Imam followed up the controversy of his selection with a century on ODI debut – 100 against Sri Lanka – to quieten any doubters immediately. He is one of just three Pakistanis in history to reach three figures on his 50-over bow. It is one of seven tons in just 36 matches. Few can touch that record.

As the subject of continual debate, runs remain the best – and only – currency. In a sense, the doubters have helped. They have given an additional purpose to Imam’s every innings.

“The hunger is always there, but it increases because of the criticism,” he admits. “That is the main reason I was very hungry – I knew I had to prove a point.”

There's a view among his detractors that here is a man who plays for himself, who is there on false pretenses. But as Imam speaks, he seeks to quash those accusations one by one. Even when his voice is clearly heard, he raises it further. His is a desperation to be understood. He wants to be appreciated.
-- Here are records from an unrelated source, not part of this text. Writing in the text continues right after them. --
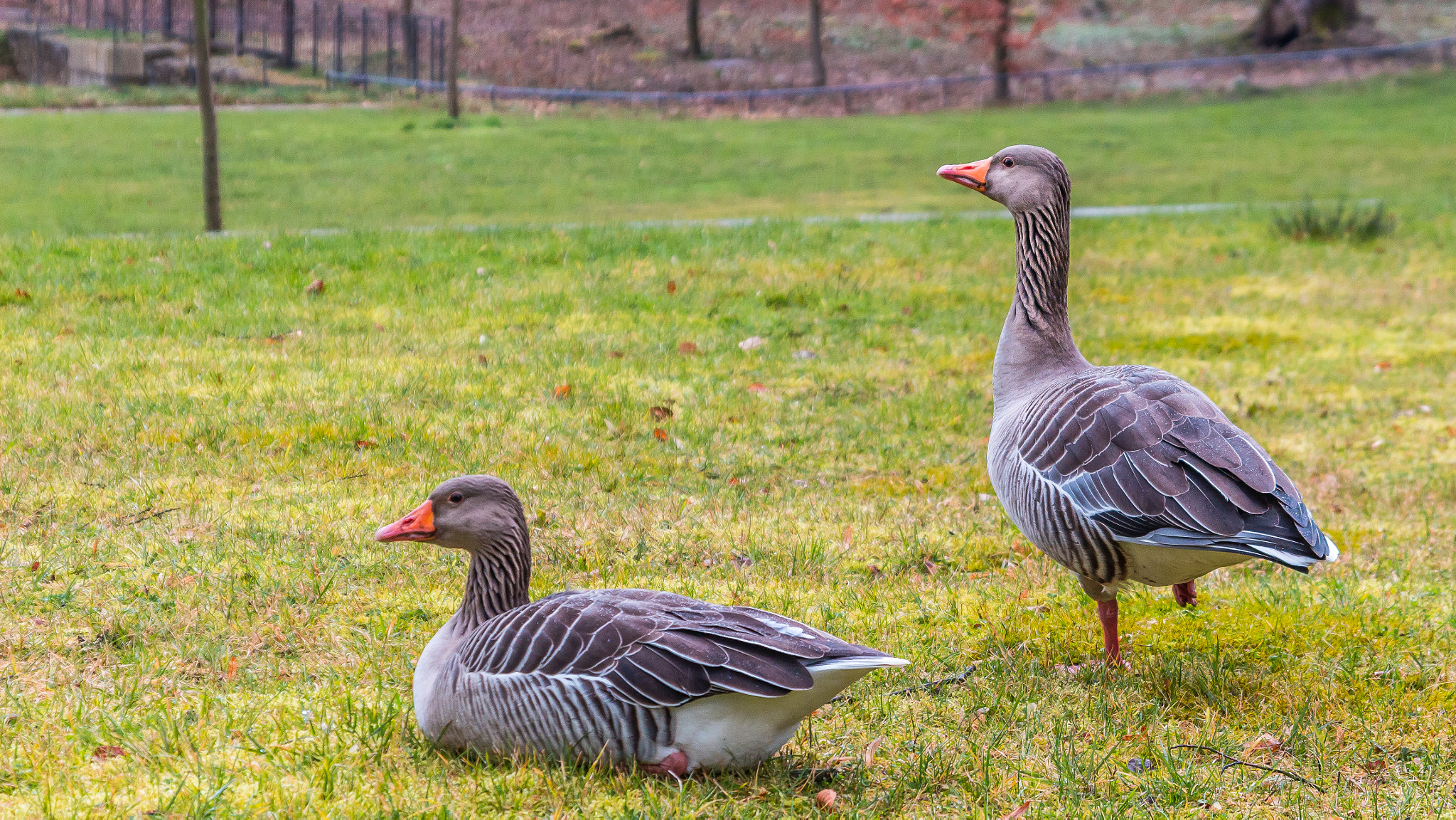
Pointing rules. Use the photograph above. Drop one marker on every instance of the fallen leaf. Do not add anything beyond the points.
(871, 749)
(1263, 743)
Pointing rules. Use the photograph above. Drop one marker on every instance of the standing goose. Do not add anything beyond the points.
(1115, 472)
(643, 676)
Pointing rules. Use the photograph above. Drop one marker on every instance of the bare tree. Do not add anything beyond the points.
(1001, 53)
(201, 48)
(453, 62)
(817, 41)
(695, 40)
(1280, 22)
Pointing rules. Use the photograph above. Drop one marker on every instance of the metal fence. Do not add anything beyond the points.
(311, 34)
(1089, 82)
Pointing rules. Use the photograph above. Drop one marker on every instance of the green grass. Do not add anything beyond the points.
(139, 172)
(196, 454)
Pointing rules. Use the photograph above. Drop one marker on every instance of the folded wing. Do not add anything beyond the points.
(1152, 459)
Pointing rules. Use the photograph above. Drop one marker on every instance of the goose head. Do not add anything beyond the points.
(476, 513)
(1018, 176)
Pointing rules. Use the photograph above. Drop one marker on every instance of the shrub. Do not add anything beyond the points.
(1325, 223)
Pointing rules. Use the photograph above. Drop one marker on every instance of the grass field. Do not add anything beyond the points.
(196, 454)
(86, 174)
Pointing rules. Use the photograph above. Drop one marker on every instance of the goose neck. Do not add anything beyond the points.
(498, 582)
(1036, 343)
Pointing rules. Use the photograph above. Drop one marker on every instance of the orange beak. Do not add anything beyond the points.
(972, 174)
(419, 525)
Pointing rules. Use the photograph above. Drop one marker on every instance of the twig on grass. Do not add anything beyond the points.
(932, 686)
(147, 514)
(1233, 761)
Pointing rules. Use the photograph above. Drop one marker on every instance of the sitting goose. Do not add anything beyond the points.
(1115, 472)
(643, 676)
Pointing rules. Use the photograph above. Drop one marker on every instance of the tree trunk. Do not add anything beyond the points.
(1280, 22)
(201, 50)
(453, 62)
(695, 40)
(1001, 54)
(817, 41)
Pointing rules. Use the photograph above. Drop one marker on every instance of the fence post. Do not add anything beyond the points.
(365, 46)
(290, 34)
(314, 41)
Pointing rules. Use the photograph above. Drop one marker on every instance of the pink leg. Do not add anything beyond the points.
(1107, 614)
(675, 765)
(1184, 595)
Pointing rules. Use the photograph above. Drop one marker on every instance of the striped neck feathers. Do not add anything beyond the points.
(1043, 258)
(500, 577)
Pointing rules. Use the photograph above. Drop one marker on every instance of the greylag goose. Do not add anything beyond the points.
(664, 681)
(1118, 472)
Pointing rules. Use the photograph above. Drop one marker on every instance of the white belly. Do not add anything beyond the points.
(1167, 565)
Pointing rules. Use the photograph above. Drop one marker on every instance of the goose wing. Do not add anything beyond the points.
(1154, 459)
(655, 649)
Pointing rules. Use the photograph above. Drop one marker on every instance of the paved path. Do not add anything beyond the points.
(188, 108)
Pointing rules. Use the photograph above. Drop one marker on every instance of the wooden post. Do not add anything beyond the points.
(695, 41)
(201, 51)
(817, 46)
(365, 46)
(290, 34)
(314, 44)
(453, 60)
He is a dreamer living his dream – of playing for Pakistan, of thriving for Pakistan, of representing a country he adores. The charge of nepotism hits him hardest.

“I don’t think it will change unfortunately,” he confesses. There is a sadness to his voice. “The people will never accept me. That’s what I think.

“I will be the happiest person on the earth if this changes and if people were to accept me as Imam-ul-Haq as an individual, who can accept my failures.”

On the field, those failures have been few and far between.